Kemudian, Wahju Rudianto menjelaskan bahwa dari hasil penyusunan zonasi ada 11 sumber daya penting yang menjadi prioritas konservasi, mereka adalah terumbu karang yang terdiri dari tiga macam; terumbu karang tepi, terumbu karang penghalang dan terumbu karang atol. Kemudian SPAGs (Spawning Aggregation sites) yaitu lokasi pemijahan ikan, penyu, mangrove, burung migran, upwelling (naiknya massa air dari kedalaman ke permukaan yang membawa zat hara), lintasan mamalia laut, padang lamun (seagrass) dan rumput laut (seaweed).

Kejernihan air laut di Pulau Binongko.Perumusan konsep konservasi pun tidak terlepas dari peran aktif organisasi atau LSM pecinta lingkungan. Dari keterangan Project Leader Program Bersama WWF-TNC (The Nature Conservancy) Wakatobi Veda Santiaji, survey lapangan dimulai pada 2003 dengan berkerja sama dengan Balai TN Wakatobi untuk eksplorasi awal dan kelayakan program untuk diterapkan. Dari situ, difokuskan tiga hal untuk lebih dioptimalkan. Pertama, meng-komprehensifkan desain perencanaan kawasan yang juga ditinjau dari pertimbangan ekologis, kepentingan sosial dan ekonomi serta target yang ingin dikejar dalam pengembangannya. Kedua, kegiatan monitoring secara kontinyu sebagai dasar pertimbangan pengelolaan, termasuk penyediaan alat pengamanan dan operasionalnya serta sumber daya manusia. Ketiga, penyuluhan dan pengorganisasian kelompok-kelompok masyarakat sampai pada titik kesadaran bahwa potensi TN Wakatobi yang menjadi bagian hidup mereka harus dijaga kelestariannya.

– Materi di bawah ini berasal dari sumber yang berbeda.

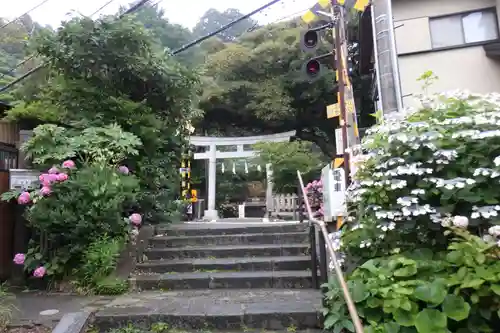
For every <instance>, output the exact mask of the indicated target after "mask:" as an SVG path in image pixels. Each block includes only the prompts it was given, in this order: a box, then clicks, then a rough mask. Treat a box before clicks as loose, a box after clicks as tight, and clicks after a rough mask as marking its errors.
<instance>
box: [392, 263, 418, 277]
mask: <svg viewBox="0 0 500 333" xmlns="http://www.w3.org/2000/svg"><path fill="white" fill-rule="evenodd" d="M415 274H417V266H416V265H409V266H405V267H402V268H399V269H397V270H395V271H394V276H399V277H406V276H413V275H415Z"/></svg>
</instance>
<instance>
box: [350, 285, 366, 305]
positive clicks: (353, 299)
mask: <svg viewBox="0 0 500 333" xmlns="http://www.w3.org/2000/svg"><path fill="white" fill-rule="evenodd" d="M348 284H349V290H350V291H351V296H352V299H353V301H354V302H355V303H360V302H362V301H364V300H365V299H367V298H368V296H370V293H369V292H368V290H367V289H366V286H365V285H364V283H363V282H361V281H349V283H348Z"/></svg>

Upaya-upaya yang dilakukan di atas pada akhirnya membentuk kesetaraan pemahaman di antara masyarakat dalam pengelolaan potensi TN Wakatobi. Mereka yang berpikir lebih jauh mengenai keberlangsungan masa depan segera melahirkan organisasi kecil yang menunjang seperti Forkani (Forum Komunitas Tani) dan Komunto (Kelompok-Kelompok Nelayan Tomia).

Berkat buah pikiran dan tenaga yang mereka lakukan di atas, bukan hal yang mustahil jika TN Wakatobi terus hidup. Namun yang terpenting adalah bagaimana terus menyalakan semangat melestarikannya meskipun masih banyak yang enggan atau bahkan tidak peduli akan nasibnya di masa depan.